Matu Mona tidak menamai tokoh-tokoh yang terlibat dalam roman sejarah ini dengan nama aslinya. Ia menciptakannya sendiri. Tokoh utama, Tan Malaka dinamai dengan Pacar Merah, sedang kawan-kawannya seperti Alimin sebagai Ivan Alimsky, Musso sebagai Paul Mussote, semaun sebagai Semanoff, Djamaludin Tamin sebagai Djalumin, Darsono sebagai Darsonoff, dan lain sebagainya.
Benar adanya, tokoh-tokoh dalam novel ini adalah para pemimpin Partai Komunis Indonesia yang lari akibat tindakan represif pemerintah penjajah. Langkah yang diambil para pemimipin kiri ini tidak semata untuk bersembunyi ketakutan, tapi merupakan langkah untuk membangun simpul-simpul kekuatan demi tercapainya Indonesia merdeka. Sehingga meski para pejuang ini lari kemanapun tetap dikejar oleh PID (Polisi Rahasia Belanda).
Jalan cerita novel ini penuh dengan aksi-aksi spionase, kejar-kejaran, penyamaran dan sedikit dibumbui romantika cinta. Dan sebagai tokoh utamanya, Pacar Merah terpaksa berpindah-pindah dari satu negara ke nagara lain untuk menghindari penagkapan. Namanya pun harus disamarkan. Beda negara beda identitas. Di Thailand ia bernama Vichitra, di Cina bernama Tan Min Kha, di Filipina pernah menggunakan nama Puting Ulap (Awan Putih) dan seterusnya.
Antara Fiksi dan Fakta
Novel ini tercacat diterbitkan pada tahun 1938 di Medan oleh Centrale-Courant en Boekhandel dengan Judul Spionage Dienst (178 halaman) dan Rol Patjar Merah di Indonesia cs (168 halaman). Itu artinya novel ini ditulis tidak jauh dari tahun penerbitan. Sedangkan “aktor-aktor” di dalamnya saat itu masih berada di luar negeri – masa pelarian.
Adapun penulisnya, Matu Mona adalah nama pena yang dalam bahasa Tapanuli Selatan berarti “mulai” atau “baru mulai”. Penulis sekaligus wartawan ini bernama asli Hasbullah Parindurie. Ia dilahirkan di Kesawan, Deli pada tanggal 20 Juli 1910. Sebuah daerah yang pada masa itu bernama Kedai Panjang. Daerah perkampungan nelayan dan perumahan yang berbentuk toko yang terbuat setengah dari beton, di atas (loteng) dari papan.
Matu memulai karirnya di surat kabar Pewarta Deli yang dipimpin oleh Adinegoro pada 1 Januari 1931. Pada masa mudanya juga Ia sering menulis cerpen, cerita bersambung, sajak-sajak pada Pewarta Deli.
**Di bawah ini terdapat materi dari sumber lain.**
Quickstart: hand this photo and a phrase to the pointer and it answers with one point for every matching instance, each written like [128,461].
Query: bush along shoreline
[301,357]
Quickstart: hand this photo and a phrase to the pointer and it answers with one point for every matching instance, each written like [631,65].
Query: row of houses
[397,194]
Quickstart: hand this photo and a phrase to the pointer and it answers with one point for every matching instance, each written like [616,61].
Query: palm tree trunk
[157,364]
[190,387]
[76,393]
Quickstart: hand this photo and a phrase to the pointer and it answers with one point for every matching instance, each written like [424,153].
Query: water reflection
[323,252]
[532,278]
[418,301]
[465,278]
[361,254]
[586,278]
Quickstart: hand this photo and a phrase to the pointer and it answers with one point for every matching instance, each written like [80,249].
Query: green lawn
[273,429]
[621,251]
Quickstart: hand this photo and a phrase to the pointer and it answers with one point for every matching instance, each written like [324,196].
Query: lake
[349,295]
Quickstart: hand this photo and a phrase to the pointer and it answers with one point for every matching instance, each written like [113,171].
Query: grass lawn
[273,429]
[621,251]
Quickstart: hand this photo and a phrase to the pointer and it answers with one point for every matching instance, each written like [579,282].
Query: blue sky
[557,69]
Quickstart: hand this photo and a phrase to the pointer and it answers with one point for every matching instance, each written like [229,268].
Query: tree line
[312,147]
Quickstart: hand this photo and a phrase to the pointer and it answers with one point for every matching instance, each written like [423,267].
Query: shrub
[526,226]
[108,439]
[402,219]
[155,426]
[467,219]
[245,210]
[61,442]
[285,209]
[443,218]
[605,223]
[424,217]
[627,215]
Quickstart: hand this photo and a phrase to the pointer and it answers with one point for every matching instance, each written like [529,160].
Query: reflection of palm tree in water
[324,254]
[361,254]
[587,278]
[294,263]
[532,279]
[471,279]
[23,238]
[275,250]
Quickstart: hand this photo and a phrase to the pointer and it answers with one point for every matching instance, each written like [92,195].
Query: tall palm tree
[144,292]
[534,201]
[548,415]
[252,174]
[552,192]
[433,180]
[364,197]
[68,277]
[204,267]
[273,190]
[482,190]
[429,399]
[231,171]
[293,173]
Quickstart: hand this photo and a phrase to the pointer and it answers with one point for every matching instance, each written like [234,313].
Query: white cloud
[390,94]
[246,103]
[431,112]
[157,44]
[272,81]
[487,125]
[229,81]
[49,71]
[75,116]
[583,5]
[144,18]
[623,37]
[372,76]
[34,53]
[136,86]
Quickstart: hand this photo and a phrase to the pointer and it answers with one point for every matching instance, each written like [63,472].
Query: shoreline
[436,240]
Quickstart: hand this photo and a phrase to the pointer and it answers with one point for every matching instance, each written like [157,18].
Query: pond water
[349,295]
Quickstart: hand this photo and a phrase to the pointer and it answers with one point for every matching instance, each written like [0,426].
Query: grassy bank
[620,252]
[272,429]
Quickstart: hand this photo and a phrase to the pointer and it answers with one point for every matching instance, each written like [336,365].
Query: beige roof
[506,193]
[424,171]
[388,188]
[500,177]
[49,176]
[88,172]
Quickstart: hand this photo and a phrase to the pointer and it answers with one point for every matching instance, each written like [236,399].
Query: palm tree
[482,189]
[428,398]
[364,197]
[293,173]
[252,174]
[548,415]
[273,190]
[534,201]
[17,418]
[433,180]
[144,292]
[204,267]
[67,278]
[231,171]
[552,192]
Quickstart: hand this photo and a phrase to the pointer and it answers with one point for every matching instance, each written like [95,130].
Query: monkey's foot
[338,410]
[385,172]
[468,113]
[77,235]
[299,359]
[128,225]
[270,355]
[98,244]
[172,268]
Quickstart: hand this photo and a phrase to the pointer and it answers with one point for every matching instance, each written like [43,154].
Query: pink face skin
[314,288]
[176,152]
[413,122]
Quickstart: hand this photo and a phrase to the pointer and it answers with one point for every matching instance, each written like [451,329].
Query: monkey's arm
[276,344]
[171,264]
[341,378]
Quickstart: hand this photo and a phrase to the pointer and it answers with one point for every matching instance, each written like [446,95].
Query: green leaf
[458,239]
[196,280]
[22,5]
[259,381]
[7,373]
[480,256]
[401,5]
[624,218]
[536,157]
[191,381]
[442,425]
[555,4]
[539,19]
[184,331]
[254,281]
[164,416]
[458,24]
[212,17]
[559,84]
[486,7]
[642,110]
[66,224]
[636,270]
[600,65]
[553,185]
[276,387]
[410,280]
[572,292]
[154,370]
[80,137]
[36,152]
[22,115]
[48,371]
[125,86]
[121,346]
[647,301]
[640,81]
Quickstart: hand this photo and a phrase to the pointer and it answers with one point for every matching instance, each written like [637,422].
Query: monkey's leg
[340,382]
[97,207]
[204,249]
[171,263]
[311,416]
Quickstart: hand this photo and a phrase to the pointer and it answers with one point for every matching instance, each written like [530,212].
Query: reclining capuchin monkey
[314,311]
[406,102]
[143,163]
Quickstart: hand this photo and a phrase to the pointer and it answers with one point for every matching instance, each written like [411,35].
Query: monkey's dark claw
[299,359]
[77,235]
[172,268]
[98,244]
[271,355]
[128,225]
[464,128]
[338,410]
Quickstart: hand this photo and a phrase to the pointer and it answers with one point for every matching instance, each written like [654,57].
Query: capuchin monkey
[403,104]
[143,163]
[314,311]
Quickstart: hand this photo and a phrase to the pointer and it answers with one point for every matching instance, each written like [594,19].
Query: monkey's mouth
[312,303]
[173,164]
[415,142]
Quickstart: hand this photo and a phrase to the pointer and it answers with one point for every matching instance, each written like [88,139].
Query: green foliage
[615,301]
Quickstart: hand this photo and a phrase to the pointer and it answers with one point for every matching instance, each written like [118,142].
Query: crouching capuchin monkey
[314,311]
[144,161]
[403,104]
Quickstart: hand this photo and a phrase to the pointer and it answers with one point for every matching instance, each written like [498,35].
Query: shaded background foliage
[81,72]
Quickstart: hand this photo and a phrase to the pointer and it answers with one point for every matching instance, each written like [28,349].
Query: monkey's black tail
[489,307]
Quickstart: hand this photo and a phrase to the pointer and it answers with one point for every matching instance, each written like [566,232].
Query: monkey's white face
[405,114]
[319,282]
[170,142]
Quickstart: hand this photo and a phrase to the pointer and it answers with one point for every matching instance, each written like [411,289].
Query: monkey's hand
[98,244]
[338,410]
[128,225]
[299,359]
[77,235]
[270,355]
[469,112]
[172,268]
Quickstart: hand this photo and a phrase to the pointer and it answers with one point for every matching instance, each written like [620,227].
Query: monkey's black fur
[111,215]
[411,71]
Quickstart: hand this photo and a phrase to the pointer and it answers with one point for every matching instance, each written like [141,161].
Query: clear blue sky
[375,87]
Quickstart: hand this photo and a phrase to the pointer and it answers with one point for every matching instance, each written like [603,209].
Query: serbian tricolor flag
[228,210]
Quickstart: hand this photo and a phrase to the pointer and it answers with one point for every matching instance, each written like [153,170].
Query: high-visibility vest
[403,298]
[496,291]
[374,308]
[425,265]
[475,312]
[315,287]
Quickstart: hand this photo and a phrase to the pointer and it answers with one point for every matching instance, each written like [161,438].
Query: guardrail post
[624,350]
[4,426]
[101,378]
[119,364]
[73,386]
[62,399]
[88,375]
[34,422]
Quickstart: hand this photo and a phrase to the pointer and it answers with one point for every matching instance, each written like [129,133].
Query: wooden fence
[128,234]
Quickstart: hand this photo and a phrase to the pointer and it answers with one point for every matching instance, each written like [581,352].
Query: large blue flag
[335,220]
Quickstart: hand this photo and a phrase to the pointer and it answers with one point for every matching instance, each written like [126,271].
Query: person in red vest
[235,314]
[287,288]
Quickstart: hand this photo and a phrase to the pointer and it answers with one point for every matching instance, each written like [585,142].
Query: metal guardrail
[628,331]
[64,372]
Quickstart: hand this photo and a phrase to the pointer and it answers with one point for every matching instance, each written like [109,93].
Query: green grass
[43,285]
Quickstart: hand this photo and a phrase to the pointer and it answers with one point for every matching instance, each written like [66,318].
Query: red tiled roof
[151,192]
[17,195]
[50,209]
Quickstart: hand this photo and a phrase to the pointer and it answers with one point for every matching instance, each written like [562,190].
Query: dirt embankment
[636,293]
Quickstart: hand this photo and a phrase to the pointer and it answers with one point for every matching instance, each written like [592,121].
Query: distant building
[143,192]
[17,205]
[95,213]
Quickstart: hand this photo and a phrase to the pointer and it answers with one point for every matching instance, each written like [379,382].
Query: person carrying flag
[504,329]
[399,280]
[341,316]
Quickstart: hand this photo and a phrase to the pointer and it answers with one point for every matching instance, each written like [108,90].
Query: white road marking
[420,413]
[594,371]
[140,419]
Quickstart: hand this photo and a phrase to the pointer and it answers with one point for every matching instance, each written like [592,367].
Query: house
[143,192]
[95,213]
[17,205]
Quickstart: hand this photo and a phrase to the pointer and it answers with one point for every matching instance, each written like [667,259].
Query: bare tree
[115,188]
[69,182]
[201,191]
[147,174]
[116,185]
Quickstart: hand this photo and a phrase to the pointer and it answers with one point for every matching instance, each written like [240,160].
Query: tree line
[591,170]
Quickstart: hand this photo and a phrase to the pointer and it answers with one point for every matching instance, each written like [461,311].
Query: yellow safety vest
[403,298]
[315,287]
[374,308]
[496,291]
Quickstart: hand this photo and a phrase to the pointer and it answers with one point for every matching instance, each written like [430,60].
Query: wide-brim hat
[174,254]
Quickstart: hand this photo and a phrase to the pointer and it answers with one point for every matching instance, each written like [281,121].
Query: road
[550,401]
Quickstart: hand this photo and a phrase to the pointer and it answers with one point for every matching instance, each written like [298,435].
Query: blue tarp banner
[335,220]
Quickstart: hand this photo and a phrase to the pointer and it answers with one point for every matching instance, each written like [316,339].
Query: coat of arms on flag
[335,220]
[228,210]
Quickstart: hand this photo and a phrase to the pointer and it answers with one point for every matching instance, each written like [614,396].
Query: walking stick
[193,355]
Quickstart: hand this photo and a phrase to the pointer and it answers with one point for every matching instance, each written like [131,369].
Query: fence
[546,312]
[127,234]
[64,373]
Karya pertamanya ialah M. Jussjah, Journalist (penerbit Multatuli, Medan). Kemudian Harta Terpendam (penerbit NV. Syarekat Tapanuli), lalu Pacar Merah Indonesia, Ja Umenek Jadi-Jadian, Biografi Mohamad Husni Thamrin, Biografi Wage Rudolf Supratman, Peristiwa dan Peristiwa yang semuanya di cetak di Medan. Karya yang terakhir Zaman Gumilang yang diterbitkan di Jakarta pada masa kemerdekaan.[1]
Sedangkan, novel Pacar Merah Indonesia memang tidak sepenuhnya fakta atau malah bahkan novel fiksi. Karena jika fakta, bagaimana Matu menulis tokoh-tokoh pelarian di luar negeri sedang akses informasi masih sangat terbatas. Kalaupun ada pasti yang memiliki adalah pemerintah kolonial dan tentu saja itu sangat rahasia.
Menurut Harry Poeze, seorang peneliti tentang Tan Malaka, roman Matu ini digambarkan terjadi pada tahun 1930-1932. Matu mencampuradukan fakta, desas-desus, dan imajinasi. Fakta yang digunakannya pun cukup kontroversi. Beberapa peristiwa yang diungkapkan Matu hanya tercantum pada dokumen rahasia PID atau dalam memo diplomatik yang sebagian baru diumumkan kemudian. Seperti memoar Tan (Dari Penjara ke Penjara) yang diterbitkan ulang pada tahun 2000 dan memoar Djamaludin Tamin yang tidak diterbitkan. Sedang tentang desas-desus Matu menggunakan berita tentang Pari (Partai Indonesia) yang dianggap relevan.
Berdasarkan hasil wawancara Harry A. Poeze dengan Matu pada tanggal 2 September 1980 di Jakarta, bahwa Matu mendapatkan bahanya dari surat-surat Tan Malaka kepada Adinegoro sekitar 4 samapai 5 surat. Surat pertama tertanggal akhir tahun 1932 atau awal tahun 1933. Yang pertama berstempel pos Filipina.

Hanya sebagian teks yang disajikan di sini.